Personal information
- Full name: Benjamin Roger Massing
- Date of birth: 20 June 1962
- Place of birth: Edéa, Cameroon
- Date of death: 9 December 2017 (aged 55)
- Place of death: Edéa, Cameroon
- Height: 1.83 m (6 ft 0 in)
- Position: Centre-back

Senior career*
- Years: Team / Apps / (Gls)
- 1986–1987: Diamant Yaoundé
- 1987–1991: Créteil / 41 / (3)
- 1991–1992: Olympic Mvolyé

International career
- 1987–1992: Cameroon / 21 / (1)

Medal record
Men's football
Representing Cameroon
Africa Cup of Nations
| Winner | 1988 Morocco |  |

= Benjamin Massing =

Cameroonian footballer (1962–2017)

Benjamin Roger Massing (20 June 1962 – 9 December 2017) was a Cameroonian professional footballer who played as a central defender for Diamant Yaoundé, Créteil in France, and Olympic Mvolyé. At international level, he played for the Cameroon national team which he represented at the 1990 FIFA World Cup.

==Career==

===Diamant Yaoundé===
Massing started his professional career with Diamant Yaoundé, a Cameroonian football club based in the country's capital, and finished the 1986–1987 football season with the team.

===US Créteil===
In the 1987–88 season, Massing signed for French club US Créteil from where he was picked up for Cameroon's squad for the 1990 FIFA World Cup. Massing was sent off in the opening game for a foul on Argentina's Claudio Caniggia, in a 1–0 shock win for Cameroon.
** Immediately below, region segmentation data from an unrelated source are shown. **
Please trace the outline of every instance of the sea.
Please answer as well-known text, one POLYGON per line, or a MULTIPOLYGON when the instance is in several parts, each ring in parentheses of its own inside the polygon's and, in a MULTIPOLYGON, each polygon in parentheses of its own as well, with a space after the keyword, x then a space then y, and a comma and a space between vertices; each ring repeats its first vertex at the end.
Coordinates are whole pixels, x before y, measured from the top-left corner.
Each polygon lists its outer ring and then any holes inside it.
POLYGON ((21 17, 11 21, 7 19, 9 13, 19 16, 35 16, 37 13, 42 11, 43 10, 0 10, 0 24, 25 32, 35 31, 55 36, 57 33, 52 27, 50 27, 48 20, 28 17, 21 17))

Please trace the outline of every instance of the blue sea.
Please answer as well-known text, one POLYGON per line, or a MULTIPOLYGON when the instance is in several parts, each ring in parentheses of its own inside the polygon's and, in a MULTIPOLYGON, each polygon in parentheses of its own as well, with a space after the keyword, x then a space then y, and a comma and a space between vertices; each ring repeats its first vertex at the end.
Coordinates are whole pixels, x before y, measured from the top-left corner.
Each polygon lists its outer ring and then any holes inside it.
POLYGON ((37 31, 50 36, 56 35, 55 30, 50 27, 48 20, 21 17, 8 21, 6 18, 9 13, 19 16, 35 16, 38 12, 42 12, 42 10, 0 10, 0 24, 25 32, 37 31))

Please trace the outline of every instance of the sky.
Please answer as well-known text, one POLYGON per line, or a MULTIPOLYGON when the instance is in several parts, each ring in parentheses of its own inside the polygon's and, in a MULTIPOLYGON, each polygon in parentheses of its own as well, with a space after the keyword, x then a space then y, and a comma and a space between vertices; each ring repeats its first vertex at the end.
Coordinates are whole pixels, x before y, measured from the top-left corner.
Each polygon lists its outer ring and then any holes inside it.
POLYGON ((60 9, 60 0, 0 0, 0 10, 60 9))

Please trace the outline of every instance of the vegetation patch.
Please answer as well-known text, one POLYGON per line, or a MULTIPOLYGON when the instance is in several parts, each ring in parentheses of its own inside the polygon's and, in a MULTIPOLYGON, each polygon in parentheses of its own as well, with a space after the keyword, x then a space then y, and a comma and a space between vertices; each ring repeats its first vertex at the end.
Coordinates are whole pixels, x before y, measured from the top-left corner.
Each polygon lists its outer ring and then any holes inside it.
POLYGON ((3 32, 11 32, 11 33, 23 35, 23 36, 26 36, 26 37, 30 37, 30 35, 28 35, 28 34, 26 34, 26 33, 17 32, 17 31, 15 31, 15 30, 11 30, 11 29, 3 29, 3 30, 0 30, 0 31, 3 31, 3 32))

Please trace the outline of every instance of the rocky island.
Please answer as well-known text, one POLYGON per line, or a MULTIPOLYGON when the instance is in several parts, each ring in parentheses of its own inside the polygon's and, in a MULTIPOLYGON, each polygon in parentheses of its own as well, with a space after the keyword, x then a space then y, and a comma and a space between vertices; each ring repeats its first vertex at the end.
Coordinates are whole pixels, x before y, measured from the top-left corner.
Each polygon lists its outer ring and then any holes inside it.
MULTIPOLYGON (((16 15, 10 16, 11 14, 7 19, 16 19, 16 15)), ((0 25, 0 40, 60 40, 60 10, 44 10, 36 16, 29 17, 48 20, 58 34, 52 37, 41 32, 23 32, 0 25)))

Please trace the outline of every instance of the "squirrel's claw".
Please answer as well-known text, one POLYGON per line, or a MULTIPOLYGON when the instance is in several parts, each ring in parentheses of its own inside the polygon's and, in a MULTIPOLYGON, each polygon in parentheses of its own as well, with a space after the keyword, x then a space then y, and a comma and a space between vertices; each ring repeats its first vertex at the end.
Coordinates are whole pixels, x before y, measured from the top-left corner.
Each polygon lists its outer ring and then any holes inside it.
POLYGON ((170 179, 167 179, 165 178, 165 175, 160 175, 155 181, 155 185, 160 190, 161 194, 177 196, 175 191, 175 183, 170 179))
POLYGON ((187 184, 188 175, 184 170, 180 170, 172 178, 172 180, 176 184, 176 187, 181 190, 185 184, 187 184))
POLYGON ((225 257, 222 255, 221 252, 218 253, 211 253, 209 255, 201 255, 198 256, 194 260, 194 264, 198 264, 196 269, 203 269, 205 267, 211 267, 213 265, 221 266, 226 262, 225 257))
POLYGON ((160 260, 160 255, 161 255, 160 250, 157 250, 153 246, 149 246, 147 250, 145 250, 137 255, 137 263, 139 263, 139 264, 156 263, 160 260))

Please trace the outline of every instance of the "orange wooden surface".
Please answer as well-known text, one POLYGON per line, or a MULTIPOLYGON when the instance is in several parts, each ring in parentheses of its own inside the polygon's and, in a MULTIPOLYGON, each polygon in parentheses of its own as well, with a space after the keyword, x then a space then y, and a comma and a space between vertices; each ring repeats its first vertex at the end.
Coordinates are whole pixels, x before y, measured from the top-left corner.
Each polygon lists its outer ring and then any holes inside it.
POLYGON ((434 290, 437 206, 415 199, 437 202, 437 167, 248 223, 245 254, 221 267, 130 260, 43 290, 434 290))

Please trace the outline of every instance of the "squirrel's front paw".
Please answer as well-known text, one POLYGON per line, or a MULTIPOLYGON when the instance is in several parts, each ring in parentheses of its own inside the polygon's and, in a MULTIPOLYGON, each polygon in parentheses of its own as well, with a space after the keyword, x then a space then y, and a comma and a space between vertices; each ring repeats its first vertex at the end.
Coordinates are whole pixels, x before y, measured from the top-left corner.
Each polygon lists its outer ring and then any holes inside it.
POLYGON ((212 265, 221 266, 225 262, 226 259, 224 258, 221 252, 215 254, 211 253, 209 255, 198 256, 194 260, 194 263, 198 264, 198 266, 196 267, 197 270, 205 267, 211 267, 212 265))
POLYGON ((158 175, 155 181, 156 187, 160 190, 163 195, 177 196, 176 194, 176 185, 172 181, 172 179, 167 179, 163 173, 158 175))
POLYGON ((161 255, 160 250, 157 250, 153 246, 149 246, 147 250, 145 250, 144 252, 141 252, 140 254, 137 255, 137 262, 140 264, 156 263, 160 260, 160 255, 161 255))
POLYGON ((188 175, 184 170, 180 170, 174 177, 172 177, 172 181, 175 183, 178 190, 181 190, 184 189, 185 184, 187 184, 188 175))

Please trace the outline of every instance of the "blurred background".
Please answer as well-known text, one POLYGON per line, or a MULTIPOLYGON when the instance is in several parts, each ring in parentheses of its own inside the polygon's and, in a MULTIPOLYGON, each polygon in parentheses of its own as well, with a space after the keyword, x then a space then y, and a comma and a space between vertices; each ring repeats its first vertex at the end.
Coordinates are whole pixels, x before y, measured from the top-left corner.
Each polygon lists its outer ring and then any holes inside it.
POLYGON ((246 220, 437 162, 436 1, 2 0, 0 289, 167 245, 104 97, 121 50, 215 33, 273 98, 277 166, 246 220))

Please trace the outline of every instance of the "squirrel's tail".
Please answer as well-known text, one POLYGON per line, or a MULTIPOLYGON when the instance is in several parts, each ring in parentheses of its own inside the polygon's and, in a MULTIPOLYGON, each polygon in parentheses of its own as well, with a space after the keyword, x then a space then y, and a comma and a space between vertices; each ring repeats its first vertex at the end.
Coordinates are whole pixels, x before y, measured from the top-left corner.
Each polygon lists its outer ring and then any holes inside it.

Massing also appeared in the quarter-final loss to England (2–3) where he was booked, conceding a penalty for committing a foul on Gary Lineker.

Massing earned 21 international caps and also took part in three Africa Cup of Nations, including the 1992 edition while playing for Olympic Mvolyé between 1992 and 1993.

==Death==
On 9 December 2017, Massing died in Edéa, Cameroon at the age of 55.